When someone sees a friend who’s recovered from a health crisis, it’s common to say, “You look better than ever.” It’s a nice thing to say and it might even be true, but it doesn’t acknowledge some of the most important parts of what the friend has been through, specifically the lessons learned from surviving life-threatening challenges.
The Radian Group has certainly never been on life support, but it had quite a scare in 2008 when the housing market collapsed. It is projected that private mortgage insurers will ultimately pay approximately $50 billion in claims as a result of the downturn. Half of the insurers in operation at the time have gone out of business. Radian’s own two-year default rate for flow insurance written from 2006 to 2008 nearly tripled compared to the previous five years.
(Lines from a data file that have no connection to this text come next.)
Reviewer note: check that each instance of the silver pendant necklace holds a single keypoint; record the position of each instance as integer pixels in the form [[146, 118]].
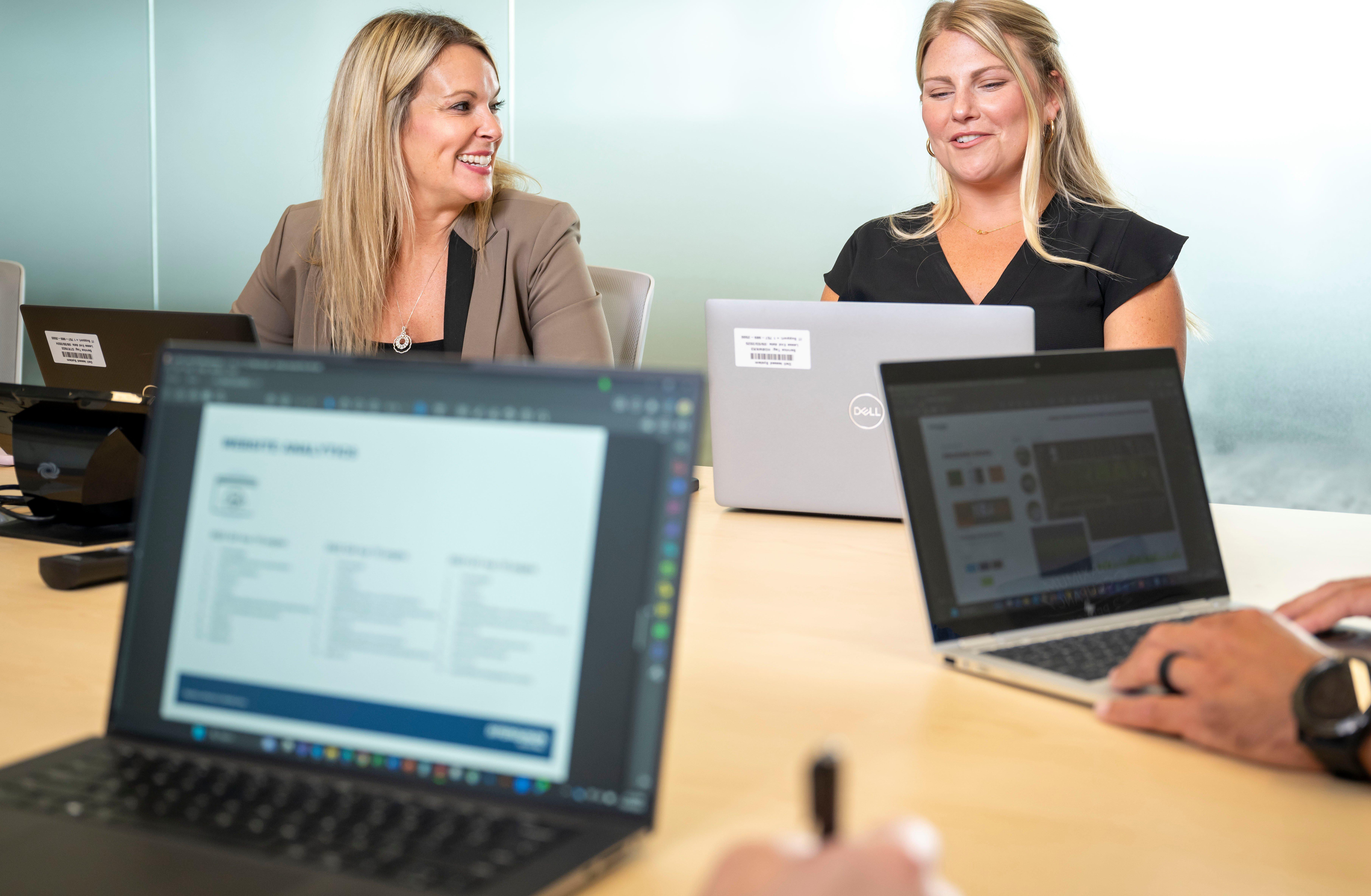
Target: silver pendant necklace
[[404, 342]]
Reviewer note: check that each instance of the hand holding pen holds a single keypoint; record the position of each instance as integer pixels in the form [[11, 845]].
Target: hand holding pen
[[899, 860]]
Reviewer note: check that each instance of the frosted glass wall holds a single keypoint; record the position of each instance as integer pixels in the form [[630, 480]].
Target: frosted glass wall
[[731, 149], [75, 206]]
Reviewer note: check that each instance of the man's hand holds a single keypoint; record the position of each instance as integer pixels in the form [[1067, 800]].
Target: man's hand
[[1325, 606], [900, 860], [1236, 672]]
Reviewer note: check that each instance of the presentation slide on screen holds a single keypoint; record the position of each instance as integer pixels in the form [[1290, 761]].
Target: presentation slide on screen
[[1051, 499], [406, 586]]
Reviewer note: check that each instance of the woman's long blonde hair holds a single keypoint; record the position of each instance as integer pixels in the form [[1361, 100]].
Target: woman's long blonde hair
[[365, 206], [1059, 157]]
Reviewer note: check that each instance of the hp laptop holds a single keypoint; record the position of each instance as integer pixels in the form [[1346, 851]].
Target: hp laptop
[[1058, 510], [794, 396], [116, 350], [391, 625]]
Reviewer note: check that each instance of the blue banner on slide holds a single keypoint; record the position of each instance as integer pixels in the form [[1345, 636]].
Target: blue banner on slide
[[516, 738]]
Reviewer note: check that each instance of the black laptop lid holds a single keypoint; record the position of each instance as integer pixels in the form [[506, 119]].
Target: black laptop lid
[[461, 576], [114, 350], [1051, 487]]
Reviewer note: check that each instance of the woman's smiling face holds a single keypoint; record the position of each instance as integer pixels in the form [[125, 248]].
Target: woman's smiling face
[[975, 113], [452, 133]]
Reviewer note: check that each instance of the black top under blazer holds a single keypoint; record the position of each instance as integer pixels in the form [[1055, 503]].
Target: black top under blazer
[[1070, 302]]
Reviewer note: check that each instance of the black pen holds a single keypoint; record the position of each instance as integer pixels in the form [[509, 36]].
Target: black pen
[[823, 794]]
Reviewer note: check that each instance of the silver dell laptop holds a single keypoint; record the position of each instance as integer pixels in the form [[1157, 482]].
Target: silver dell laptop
[[1058, 510], [794, 396]]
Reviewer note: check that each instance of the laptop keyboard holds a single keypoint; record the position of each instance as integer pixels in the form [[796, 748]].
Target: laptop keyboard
[[412, 840], [1086, 657]]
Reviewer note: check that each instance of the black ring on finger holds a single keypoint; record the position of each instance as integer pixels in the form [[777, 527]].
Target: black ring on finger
[[1164, 673]]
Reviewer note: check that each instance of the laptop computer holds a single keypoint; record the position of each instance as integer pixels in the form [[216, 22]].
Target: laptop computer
[[794, 396], [116, 350], [391, 625], [1058, 510]]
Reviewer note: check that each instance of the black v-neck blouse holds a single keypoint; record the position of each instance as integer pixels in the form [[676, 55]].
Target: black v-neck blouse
[[1070, 303], [457, 303]]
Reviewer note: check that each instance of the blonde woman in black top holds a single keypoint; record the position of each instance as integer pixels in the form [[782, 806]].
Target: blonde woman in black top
[[1025, 216]]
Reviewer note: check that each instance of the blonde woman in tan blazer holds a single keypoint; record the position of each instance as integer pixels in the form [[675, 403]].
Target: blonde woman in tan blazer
[[420, 240]]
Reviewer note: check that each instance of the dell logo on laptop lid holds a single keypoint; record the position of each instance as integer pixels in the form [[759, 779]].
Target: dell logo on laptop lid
[[867, 412]]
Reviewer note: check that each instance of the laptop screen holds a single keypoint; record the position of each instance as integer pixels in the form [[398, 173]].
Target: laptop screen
[[1051, 488], [460, 575]]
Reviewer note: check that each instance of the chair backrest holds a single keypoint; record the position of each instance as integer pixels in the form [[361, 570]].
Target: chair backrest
[[629, 299], [12, 329]]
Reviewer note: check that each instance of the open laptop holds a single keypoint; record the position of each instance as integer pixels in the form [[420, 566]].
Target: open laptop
[[116, 350], [794, 396], [391, 625], [1058, 510]]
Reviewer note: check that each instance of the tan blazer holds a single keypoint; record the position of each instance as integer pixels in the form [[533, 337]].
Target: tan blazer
[[533, 295]]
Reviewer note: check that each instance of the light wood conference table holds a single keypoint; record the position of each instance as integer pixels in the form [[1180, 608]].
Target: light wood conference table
[[794, 629]]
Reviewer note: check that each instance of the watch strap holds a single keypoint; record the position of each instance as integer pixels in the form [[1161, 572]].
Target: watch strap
[[1341, 757]]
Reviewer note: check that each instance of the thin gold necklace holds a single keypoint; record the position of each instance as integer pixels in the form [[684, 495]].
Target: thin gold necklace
[[404, 342], [980, 232]]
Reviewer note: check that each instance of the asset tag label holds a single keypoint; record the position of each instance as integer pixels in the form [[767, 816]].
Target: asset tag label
[[756, 347], [76, 349]]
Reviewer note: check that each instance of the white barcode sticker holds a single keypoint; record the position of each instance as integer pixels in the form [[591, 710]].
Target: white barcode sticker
[[76, 349], [771, 349]]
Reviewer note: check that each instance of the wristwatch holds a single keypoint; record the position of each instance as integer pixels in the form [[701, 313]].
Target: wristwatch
[[1333, 706]]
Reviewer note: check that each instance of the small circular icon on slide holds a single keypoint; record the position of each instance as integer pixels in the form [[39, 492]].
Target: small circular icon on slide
[[867, 412]]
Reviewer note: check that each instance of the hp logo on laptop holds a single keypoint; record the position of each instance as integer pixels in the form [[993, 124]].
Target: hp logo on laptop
[[867, 412]]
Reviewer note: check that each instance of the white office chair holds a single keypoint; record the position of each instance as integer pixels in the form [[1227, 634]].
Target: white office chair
[[12, 328], [629, 299]]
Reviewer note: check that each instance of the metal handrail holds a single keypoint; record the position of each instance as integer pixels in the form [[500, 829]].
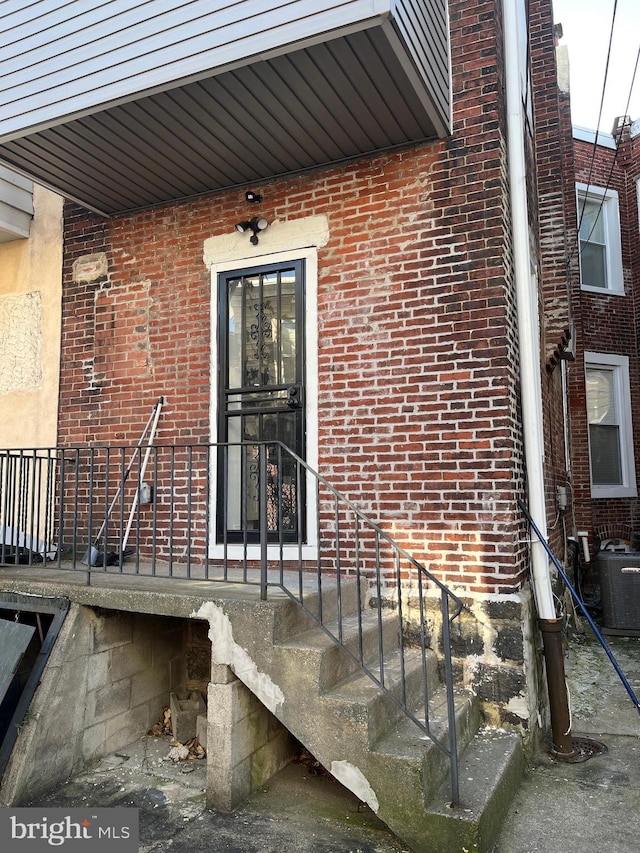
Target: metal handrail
[[57, 497]]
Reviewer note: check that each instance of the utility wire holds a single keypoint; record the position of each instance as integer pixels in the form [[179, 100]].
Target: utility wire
[[595, 141], [613, 164]]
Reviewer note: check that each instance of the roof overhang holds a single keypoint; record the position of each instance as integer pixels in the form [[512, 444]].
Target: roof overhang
[[312, 96]]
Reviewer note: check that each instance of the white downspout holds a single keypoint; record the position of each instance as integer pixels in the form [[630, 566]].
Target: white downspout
[[528, 322]]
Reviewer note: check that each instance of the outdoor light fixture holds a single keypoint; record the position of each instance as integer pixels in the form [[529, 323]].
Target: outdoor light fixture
[[255, 225]]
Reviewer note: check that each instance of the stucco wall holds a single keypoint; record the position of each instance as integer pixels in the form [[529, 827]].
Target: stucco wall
[[30, 316]]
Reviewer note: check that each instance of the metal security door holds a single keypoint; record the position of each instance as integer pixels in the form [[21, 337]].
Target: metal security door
[[261, 382]]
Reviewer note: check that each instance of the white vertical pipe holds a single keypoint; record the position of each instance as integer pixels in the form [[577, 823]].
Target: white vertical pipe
[[528, 322]]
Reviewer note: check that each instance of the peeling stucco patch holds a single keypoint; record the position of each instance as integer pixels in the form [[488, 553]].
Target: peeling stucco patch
[[226, 651], [20, 341], [354, 779]]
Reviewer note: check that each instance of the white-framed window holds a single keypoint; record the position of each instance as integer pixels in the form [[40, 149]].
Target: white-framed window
[[610, 429], [600, 247]]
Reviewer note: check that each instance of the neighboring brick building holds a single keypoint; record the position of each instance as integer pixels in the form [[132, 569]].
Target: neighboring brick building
[[605, 411]]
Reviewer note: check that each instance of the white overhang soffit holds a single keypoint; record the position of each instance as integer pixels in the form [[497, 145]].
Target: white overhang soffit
[[120, 105]]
And like that friend with a health scare, it learned some very valuable lessons on its way back to being a healthy, thriving company.
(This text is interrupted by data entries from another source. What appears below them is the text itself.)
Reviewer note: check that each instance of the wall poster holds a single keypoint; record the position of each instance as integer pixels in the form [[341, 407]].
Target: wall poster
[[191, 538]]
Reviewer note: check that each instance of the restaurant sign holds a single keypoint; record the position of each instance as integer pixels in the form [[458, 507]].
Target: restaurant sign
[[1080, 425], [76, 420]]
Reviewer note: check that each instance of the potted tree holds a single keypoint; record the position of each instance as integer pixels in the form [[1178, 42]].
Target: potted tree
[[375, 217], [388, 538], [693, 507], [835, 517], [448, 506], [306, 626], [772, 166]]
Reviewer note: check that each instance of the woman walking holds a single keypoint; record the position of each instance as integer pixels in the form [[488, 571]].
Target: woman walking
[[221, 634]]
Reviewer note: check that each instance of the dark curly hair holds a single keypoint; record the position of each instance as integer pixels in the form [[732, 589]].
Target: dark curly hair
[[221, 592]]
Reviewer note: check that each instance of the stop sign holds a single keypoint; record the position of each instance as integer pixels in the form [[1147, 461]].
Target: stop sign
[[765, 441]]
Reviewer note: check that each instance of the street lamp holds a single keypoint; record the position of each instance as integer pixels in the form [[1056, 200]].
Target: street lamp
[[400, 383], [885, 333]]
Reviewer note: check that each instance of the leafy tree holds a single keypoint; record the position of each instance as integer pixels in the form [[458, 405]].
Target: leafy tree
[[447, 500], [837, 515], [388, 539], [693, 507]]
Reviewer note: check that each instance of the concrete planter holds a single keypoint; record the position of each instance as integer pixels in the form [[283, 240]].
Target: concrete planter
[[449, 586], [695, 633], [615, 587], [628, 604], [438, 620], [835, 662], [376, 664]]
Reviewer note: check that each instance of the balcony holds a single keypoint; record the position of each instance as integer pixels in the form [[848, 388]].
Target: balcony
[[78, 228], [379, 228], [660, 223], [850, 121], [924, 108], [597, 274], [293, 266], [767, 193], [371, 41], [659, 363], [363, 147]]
According to Ted Hoffman—Radian’s executive vice president, general counsel, and corporate secretary—prior to the mid-2000s, the company had been operating under the typical cultural constraints of a large financial company. The crisis changed that.
Hoffman had just become general counsel in the middle of 2008 and immediately had to try to bring order to a chaotic time. This included making sure that decision makers understood the realities of the complex and potentially disastrous circumstances the company was facing. He also had to ensure that they stayed aware of the legal and regulatory requirements and responsibilities that went along with the options that were available for dealing with the chaos.
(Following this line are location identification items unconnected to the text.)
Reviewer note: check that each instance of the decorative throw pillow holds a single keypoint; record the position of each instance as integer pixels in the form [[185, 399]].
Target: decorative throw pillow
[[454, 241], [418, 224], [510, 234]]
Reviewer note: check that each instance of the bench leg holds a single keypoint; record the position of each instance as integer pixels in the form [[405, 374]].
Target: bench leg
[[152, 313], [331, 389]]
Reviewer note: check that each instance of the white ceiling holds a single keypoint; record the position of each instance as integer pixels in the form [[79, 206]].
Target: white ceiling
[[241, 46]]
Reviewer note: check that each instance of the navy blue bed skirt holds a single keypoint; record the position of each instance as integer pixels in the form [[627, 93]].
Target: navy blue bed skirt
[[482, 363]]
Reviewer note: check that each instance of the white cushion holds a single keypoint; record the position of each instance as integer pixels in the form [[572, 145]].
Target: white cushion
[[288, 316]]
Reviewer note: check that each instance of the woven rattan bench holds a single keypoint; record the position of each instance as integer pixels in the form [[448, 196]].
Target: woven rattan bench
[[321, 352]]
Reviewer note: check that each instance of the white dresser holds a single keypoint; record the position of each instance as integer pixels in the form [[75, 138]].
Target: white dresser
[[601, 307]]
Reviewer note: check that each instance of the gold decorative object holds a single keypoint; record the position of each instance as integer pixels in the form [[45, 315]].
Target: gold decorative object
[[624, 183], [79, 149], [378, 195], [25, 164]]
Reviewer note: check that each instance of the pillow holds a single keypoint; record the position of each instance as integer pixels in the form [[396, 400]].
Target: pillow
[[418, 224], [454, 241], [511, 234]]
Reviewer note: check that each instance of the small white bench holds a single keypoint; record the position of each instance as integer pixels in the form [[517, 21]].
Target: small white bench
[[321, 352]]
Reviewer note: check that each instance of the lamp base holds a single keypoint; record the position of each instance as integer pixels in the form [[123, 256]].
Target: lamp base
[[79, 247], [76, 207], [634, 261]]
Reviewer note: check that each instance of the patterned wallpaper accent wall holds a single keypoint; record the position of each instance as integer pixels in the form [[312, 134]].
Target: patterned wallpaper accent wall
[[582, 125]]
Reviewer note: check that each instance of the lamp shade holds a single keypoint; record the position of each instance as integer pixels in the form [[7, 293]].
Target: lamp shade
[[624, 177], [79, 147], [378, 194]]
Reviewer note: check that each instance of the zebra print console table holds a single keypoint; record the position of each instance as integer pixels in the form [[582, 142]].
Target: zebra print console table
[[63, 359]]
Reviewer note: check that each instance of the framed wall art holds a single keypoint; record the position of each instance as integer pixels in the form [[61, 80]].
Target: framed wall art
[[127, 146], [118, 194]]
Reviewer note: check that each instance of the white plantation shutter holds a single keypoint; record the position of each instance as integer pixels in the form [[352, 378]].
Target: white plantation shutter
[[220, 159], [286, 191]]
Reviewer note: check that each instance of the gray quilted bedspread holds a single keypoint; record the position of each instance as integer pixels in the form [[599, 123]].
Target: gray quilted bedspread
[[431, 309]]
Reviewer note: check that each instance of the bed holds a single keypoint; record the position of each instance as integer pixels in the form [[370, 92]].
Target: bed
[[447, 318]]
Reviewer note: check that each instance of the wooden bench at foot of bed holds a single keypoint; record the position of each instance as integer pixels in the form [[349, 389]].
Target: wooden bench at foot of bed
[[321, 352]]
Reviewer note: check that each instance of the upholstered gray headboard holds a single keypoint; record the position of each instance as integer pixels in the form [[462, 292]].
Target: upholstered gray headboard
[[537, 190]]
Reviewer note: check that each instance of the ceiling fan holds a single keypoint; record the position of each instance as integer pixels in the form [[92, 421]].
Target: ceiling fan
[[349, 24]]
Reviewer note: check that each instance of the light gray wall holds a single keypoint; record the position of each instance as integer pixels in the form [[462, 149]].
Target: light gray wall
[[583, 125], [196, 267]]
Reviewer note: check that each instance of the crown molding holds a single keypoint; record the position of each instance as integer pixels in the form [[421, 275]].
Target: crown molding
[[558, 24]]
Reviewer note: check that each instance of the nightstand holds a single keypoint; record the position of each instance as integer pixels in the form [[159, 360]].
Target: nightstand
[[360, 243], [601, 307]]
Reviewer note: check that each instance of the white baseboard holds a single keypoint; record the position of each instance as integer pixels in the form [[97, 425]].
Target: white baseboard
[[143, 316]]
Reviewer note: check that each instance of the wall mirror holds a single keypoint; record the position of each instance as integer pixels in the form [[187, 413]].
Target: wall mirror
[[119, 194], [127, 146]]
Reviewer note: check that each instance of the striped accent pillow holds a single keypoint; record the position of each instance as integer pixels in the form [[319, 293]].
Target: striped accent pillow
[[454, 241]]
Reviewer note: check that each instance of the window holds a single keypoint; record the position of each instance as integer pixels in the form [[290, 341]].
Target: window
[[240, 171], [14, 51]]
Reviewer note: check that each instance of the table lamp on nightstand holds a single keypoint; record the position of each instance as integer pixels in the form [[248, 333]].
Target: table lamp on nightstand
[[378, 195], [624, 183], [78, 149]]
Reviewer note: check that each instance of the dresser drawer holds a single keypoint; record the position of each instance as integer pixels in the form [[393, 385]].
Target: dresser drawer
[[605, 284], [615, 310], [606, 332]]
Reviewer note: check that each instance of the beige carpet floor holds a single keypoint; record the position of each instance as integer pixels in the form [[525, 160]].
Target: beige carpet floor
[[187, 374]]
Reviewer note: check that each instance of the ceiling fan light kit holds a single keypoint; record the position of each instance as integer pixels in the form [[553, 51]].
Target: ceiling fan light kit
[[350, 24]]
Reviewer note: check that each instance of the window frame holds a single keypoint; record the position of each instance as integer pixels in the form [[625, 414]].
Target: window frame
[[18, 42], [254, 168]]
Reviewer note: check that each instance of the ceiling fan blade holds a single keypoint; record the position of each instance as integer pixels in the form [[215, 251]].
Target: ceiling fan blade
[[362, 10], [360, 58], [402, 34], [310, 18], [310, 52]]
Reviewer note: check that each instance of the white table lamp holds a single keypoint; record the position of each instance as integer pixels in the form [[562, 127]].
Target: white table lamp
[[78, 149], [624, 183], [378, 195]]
At the same time, Hoffman realized that the culture of the company had begun to change. In addition to doing what was required to maintain compliance, as well as the company’s survival, everyone was becoming more proactively, constructively, and collaboratively engaged.
Many companies became paralyzed during such times, but the new corporate spirit resulted in Radian being in a constant state of readiness for whatever situations arose. “The sand was shifting under our feet, so we adopted clear strategic objectives to establish a path forward,” Hoffman says. “Everyone made sure we were collectively prepared to respond to new opportunities at any given time.”
Hoffman admits that the actions the company ultimately undertook “didn’t translate into many home runs.” But there were enough successes to steady the company’s course and create confidence and positive momentum. “We pursued everything that was within our control for handling core operations, liquidity, and capital management,” he says. “We explored so many alternatives that it became one of the most creative and innovative times in our history.”
One of the boldest decisions was making Radian’s financial guaranty business a subsidiary of Radian Guaranty Inc., its principal mortgage insurer. This provided more than $1 billion in statutory capital to the mortgage insurance business, which increased its chances for survival and return to profitability.
The financial crisis also forced the creation of a much more open corporate environment in which everyone was contributing ideas. Anyone—including the newly appointed general counsel—was encouraged to suggest alternatives and innovations. Hoffman describes the new culture as being passionate, flexible, and less hierarchical than most, with “a willingness to roll up your sleeves and get your hands dirty.”
Part of the bonding process that occurred during that time included finding ways to manage the ongoing stress. One way the legal department coped was making occasional excursions to find the best cheesesteak in south Philadelphia. “We had the kind of camaraderie that comes from going through a battle together,” Hoffman explains. “So as a group you find simple ways to boost morale and relieve the strain.”
The new corporate culture also bred a sense of confidence that the company can survive no matter what challenges it faces. This has led to a more proactive, energized stance in the market, such as Radian’s recent acquisition of Clayton Holdings, a provider of outsourced solutions to the mortgage and real-estate industries. Rather than cautiously enjoying a more stable economy and return to profitability, Radian chose to push forward, complement its core products, and launch a completely new business segment.
Hoffman points out that this is actually a continuation of the company’s ongoing commitment to building long-term stockholder value. It still identifies incremental market price objectives and then analyzes the best ways to achieve them. However, as a result of Radian’s experience during the crisis, more options and innovative approaches are now considered when mapping out the optimal means for reaching the company’s goals. “Basically we figure out where we want to be and then find the best ways to knock down obstacles that are in the way,” Hoffman says. “It seems simplistic, but we learned that simple and clear can often be the most effective ways to move forward.”
The approach is working. Radian’s market share, which had fallen below 17 percent during the worst of the crisis, was up to more than 22 percent in the second quarter of 2014. The company has also become the industry’s largest private mortgage insurer (based on insurance-in-force). It would appear that with its open, flexible, more responsive, and innovative culture in place, Radian is also well positioned to prosper for at least a few more generations.